Humanoid Locomotion#

Train and deploy locomotion policies for humanoid robots across three stages:

Training in IsaacGym, IsaacSim, MuJoCo
Sim2Sim evaluation across multiple simulators
Real-world deployment (networked controller)

Supported robots: g1_dof29 (full-body without hands) and g1_dof12 (lower-body).

Environment Setup#

Core Dependencies#

For Python > 3.8 (IsaacSim/Mujoco)#

You can install rsl-rl-lib directly via pip:

pip install rsl-rl-lib

For Python 3.8 (IsaacGym)#

Due to compatibility requirements with IsaacGym’s Python 3.8 environment, you’ll need to install from source with modified dependencies:

# Clone the repository and checkout v3.1.0
git clone https://github.com/leggedrobotics/rsl_rl && \
cd rsl_rl && \
git checkout v3.1.0

# Apply compatibility patches
sed -i 's/"torch>=2\.6\.0"/"torch>=2.4.1"/' pyproject.toml && \
sed -i 's/"torchvision>=0\.5\.0"/"torchvision>=0.19.1"/' pyproject.toml && \
sed -i 's/"tensordict>=0\.7\.0"/"tensordict>=0.5.0"/' pyproject.toml && \
sed -i '/^# SPDX-License-Identifier: BSD-3-Clause$/a from __future__ import annotations' rsl_rl/algorithms/distillation.py

# Install in editable mode
pip install -e .

Optional Dependencies#

LiDAR Sensor Support (OmniPerception)#

The LiDAR implementation uses the OmniPerception package for GPU-accelerated ray tracing.

For IsaacGym and MuJoCo:

Install the LidarSensor package:

cd /path/to/OmniPerception/LidarSensor
pip install -e .

For complete IsaacGym/MuJoCo integration details, see the OmniPerception IsaacGym example.

For IsaacSim (IsaacLab):

First you need to install IsaacLab from source. Follow the official IsaacLab installation guide.
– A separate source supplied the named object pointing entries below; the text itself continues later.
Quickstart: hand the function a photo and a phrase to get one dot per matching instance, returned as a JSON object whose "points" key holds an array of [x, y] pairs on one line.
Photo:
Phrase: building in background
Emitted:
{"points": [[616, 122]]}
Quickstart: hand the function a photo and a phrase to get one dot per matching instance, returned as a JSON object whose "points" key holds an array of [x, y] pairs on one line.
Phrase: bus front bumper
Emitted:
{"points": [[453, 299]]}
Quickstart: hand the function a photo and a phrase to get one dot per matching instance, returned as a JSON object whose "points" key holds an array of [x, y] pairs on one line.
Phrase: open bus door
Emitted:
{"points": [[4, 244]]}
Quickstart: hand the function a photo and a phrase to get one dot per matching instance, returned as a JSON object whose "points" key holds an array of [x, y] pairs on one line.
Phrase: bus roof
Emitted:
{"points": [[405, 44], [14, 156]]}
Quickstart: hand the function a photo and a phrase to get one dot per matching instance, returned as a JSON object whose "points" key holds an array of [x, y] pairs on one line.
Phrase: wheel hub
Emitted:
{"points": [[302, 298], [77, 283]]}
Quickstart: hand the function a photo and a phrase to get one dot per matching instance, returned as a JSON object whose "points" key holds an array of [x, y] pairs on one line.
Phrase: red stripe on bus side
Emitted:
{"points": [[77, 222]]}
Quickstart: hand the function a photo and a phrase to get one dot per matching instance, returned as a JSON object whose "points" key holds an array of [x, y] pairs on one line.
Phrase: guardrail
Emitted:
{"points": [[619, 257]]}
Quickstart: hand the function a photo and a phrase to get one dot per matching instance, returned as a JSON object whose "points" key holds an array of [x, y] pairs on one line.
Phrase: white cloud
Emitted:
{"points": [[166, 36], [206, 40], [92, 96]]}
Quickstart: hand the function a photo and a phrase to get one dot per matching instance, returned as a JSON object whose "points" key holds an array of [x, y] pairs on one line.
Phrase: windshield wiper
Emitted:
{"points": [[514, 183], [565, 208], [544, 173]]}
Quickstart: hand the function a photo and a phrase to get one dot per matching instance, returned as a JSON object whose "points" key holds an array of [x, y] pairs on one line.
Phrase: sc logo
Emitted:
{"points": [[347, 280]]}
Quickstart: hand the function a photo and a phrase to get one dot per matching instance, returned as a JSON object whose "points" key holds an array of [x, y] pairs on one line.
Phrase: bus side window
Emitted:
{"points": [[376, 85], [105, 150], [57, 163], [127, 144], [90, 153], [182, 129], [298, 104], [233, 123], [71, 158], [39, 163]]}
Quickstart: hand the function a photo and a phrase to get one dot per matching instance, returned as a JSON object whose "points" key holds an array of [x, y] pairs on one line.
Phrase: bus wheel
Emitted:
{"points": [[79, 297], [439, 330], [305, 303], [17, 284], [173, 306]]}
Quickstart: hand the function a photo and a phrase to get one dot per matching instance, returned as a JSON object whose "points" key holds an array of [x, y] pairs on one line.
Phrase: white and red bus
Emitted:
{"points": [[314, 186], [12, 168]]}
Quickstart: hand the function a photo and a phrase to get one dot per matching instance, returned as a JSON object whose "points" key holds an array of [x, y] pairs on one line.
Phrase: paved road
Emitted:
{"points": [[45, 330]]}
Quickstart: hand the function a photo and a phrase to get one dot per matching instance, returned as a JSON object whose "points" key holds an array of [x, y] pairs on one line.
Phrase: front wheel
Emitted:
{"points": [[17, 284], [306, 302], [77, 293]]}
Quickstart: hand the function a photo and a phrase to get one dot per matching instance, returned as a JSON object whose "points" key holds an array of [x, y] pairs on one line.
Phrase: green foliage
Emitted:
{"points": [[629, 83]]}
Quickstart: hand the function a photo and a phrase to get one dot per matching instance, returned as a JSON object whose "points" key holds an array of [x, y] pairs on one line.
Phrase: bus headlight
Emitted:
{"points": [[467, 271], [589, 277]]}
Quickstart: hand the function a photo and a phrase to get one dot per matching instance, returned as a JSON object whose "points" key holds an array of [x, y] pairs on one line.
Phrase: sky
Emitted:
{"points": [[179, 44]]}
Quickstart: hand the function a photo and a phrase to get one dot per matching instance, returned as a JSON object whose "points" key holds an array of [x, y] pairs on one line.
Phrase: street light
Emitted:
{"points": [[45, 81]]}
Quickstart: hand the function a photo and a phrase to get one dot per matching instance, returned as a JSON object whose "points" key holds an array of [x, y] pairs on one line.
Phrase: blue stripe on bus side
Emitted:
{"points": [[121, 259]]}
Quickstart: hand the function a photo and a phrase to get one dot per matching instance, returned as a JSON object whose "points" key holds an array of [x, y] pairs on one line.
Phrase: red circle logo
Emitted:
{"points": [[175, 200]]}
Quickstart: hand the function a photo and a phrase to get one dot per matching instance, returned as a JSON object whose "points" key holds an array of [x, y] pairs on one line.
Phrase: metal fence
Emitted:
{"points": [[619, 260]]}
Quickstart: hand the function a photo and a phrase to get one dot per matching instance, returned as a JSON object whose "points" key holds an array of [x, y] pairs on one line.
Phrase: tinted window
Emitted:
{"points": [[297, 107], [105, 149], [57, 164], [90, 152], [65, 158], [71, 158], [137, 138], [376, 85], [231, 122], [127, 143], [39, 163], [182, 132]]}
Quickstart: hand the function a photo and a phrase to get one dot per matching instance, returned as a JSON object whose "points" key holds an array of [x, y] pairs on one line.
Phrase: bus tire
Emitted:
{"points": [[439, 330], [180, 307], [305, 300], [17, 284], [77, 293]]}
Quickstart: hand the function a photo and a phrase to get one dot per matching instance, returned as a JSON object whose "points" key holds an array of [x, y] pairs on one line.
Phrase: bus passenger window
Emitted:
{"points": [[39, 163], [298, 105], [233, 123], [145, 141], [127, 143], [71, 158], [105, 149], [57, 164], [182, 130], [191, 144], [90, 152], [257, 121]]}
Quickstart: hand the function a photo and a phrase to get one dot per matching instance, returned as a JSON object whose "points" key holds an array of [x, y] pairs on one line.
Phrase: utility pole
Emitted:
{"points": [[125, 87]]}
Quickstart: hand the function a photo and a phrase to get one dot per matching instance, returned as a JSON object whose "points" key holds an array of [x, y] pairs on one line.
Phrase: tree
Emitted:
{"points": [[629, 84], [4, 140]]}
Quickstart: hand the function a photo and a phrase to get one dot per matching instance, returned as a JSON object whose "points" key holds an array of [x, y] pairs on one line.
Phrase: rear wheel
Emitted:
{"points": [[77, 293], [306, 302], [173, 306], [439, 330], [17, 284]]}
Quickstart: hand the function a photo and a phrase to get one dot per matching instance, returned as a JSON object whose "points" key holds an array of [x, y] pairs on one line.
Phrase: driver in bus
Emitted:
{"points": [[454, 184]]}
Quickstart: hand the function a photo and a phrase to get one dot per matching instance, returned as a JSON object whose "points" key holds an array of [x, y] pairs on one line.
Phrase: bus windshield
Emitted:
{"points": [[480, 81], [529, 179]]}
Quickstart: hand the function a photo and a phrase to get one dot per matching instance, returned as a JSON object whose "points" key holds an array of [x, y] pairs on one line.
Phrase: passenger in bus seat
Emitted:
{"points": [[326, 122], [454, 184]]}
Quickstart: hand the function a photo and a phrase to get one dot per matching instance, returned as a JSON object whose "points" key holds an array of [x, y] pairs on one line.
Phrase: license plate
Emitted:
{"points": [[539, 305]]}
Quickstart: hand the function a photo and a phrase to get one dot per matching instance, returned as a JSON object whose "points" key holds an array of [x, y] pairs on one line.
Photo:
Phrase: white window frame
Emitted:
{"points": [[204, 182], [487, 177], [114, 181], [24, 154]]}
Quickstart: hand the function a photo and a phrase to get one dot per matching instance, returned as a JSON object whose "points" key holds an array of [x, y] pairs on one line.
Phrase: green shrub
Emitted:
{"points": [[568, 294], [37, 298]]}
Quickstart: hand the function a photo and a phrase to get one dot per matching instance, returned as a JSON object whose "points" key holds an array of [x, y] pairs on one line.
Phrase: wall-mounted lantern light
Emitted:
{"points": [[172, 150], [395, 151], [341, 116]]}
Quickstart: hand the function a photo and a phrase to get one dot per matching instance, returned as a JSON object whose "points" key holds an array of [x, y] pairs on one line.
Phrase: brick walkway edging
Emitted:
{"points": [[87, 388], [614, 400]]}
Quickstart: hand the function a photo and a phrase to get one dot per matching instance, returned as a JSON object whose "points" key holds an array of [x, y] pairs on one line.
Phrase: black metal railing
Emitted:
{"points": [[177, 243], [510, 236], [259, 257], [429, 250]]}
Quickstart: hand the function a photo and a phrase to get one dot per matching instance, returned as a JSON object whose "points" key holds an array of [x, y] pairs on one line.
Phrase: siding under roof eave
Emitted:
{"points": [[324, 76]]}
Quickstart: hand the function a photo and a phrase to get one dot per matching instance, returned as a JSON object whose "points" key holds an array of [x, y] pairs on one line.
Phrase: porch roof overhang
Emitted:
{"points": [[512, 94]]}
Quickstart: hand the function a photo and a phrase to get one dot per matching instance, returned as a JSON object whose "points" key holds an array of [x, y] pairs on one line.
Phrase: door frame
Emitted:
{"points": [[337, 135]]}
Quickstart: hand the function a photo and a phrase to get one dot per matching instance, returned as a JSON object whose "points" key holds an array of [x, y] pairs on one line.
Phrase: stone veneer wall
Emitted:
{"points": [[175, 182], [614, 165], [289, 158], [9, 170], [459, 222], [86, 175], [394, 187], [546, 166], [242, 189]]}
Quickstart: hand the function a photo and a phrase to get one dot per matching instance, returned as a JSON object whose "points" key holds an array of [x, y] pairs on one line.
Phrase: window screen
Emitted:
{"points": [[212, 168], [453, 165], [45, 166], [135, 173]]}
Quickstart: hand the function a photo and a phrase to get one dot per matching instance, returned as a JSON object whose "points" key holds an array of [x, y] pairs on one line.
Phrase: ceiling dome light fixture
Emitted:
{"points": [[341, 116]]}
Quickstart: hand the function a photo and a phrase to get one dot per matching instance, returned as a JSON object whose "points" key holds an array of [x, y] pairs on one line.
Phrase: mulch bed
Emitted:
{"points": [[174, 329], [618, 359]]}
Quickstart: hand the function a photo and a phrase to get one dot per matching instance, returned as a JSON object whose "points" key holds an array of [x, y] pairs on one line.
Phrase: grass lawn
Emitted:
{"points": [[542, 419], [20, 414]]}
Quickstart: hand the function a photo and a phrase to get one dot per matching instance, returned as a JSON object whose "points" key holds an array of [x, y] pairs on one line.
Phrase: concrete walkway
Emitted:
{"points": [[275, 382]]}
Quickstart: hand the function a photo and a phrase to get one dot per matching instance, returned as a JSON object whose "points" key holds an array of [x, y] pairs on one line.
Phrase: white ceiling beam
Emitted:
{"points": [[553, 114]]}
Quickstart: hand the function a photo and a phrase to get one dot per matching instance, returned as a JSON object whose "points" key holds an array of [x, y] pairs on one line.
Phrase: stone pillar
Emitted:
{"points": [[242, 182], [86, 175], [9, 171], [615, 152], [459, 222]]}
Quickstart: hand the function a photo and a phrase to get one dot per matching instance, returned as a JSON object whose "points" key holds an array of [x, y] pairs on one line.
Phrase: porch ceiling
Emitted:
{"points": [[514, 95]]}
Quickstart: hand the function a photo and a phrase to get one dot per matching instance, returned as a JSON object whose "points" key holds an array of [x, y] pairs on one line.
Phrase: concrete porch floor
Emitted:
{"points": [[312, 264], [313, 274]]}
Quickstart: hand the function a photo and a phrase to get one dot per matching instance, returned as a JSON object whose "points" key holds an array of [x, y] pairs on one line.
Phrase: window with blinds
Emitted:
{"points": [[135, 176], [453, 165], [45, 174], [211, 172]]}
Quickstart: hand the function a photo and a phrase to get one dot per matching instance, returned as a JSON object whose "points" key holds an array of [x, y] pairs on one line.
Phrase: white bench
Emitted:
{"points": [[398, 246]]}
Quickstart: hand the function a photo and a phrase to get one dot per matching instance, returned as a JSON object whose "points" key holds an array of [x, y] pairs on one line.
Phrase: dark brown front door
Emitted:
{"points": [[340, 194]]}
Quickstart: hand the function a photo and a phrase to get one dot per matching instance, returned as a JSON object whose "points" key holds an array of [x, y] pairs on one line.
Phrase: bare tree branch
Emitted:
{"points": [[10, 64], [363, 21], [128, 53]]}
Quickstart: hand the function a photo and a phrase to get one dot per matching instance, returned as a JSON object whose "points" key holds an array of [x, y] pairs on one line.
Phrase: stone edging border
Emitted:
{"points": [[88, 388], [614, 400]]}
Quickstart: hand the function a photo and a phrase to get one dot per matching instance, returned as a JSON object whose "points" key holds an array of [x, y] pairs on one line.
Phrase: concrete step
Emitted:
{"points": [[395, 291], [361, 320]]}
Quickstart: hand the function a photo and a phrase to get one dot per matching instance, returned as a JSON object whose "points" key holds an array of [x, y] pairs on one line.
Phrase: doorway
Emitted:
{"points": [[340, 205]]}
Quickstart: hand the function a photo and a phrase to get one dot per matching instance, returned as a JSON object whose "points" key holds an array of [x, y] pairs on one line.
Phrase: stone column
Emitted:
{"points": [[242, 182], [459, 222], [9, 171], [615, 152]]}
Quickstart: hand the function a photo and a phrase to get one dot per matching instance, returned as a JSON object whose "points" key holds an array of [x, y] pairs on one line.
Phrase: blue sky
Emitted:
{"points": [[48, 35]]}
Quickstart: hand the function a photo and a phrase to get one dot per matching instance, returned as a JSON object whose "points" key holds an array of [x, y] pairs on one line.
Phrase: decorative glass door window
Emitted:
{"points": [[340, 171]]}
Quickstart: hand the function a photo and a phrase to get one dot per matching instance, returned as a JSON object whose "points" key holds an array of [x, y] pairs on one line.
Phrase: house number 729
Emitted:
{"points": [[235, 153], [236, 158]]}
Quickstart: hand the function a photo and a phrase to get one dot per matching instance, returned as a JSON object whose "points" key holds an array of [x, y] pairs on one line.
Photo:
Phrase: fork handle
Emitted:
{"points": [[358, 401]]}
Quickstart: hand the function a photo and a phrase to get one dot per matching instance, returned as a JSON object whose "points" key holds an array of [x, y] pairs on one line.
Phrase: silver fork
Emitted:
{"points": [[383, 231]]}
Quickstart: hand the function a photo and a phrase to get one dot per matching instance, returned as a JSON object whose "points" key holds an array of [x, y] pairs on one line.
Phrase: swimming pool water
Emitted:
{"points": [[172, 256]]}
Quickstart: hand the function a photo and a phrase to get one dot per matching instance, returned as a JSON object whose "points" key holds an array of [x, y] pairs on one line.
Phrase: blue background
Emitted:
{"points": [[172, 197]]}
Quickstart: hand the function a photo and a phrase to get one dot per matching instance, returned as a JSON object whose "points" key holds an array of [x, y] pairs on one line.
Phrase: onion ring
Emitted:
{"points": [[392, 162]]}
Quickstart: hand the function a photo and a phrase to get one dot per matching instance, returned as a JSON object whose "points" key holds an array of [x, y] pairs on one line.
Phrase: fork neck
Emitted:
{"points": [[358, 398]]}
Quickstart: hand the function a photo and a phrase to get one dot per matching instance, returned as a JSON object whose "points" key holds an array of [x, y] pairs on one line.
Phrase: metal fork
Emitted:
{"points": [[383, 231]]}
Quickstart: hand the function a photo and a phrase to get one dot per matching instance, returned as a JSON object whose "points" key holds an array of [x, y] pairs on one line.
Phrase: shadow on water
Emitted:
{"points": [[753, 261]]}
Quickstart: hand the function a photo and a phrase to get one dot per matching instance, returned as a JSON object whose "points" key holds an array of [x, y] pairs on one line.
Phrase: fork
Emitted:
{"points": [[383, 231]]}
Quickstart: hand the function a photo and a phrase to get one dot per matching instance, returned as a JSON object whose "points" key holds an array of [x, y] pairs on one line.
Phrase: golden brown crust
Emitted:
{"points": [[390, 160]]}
Then install the LiDAR sensor extension:

cd /path/to/OmniPerception/LidarSensor/LidarSensor/example/isaaclab
./install_lidar_sensor.sh /path/to/your/IsaacLab

For complete IsaacSim integration details, see the OmniPerception IsaacLab example.

Real-World Deployment (unitree_sdk2_python)#

For real-world deployment, install the unitree_sdk2_python package:

cd third_party
git clone https://github.com/unitreerobotics/unitree_sdk2_python.git
cd unitree_sdk2_python
pip install -e .

Training#

RSL-RL PPO Training#

General form:

python roboverse_learn/rl/rsl_rl/ppo.py \
  --task <your_task> \
  --sim <simulator> \
  --num-envs <num_envs> \
  --robot <your_robot>

Examples:

G1 humanoid walking (IsaacGym):

python roboverse_learn/rl/rsl_rl/ppo.py \
  --task walk_g1_dof29 \
  --sim isaacgym \
  --num-envs 8192 \
  --robot g1_dof29

G1 DOF12 walking (IsaacGym):

python roboverse_learn/rl/rsl_rl/ppo.py \
  --task walk_g1_dof12 \
  --sim isaacgym \
  --num-envs 8192 \
  --robot g1_dof12

G1 humanoid walking (IsaacSim):

python roboverse_learn/rl/rsl_rl/ppo.py \
  --task walk_g1_dof29 \
  --sim isaacsim \
  --num-envs 4096 \
  --robot g1_dof29

Resuming Training#

To resume training from a checkpoint:

python roboverse_learn/rl/rsl_rl/ppo.py \
  --task walk_g1_dof29 \
  --sim isaacgym \
  --num-envs 8192 \
  --robot g1_dof29 \
  --resume <timestamp_directory> \
  --checkpoint -1

The --checkpoint -1 flag loads the latest checkpoint. You can specify a specific iteration number instead.

Other RL Algorithms#

The framework supports other RL algorithms in roboverse_learn/rl/:

CleanRL implementations: PPO, SAC, TD3
- Training: python roboverse_learn/rl/clean_rl/{ppo,sac,td3}.py
Stable-Baselines3: Available in roboverse_learn/rl/sb3/

Refer to the respective training scripts for algorithm-specific parameters.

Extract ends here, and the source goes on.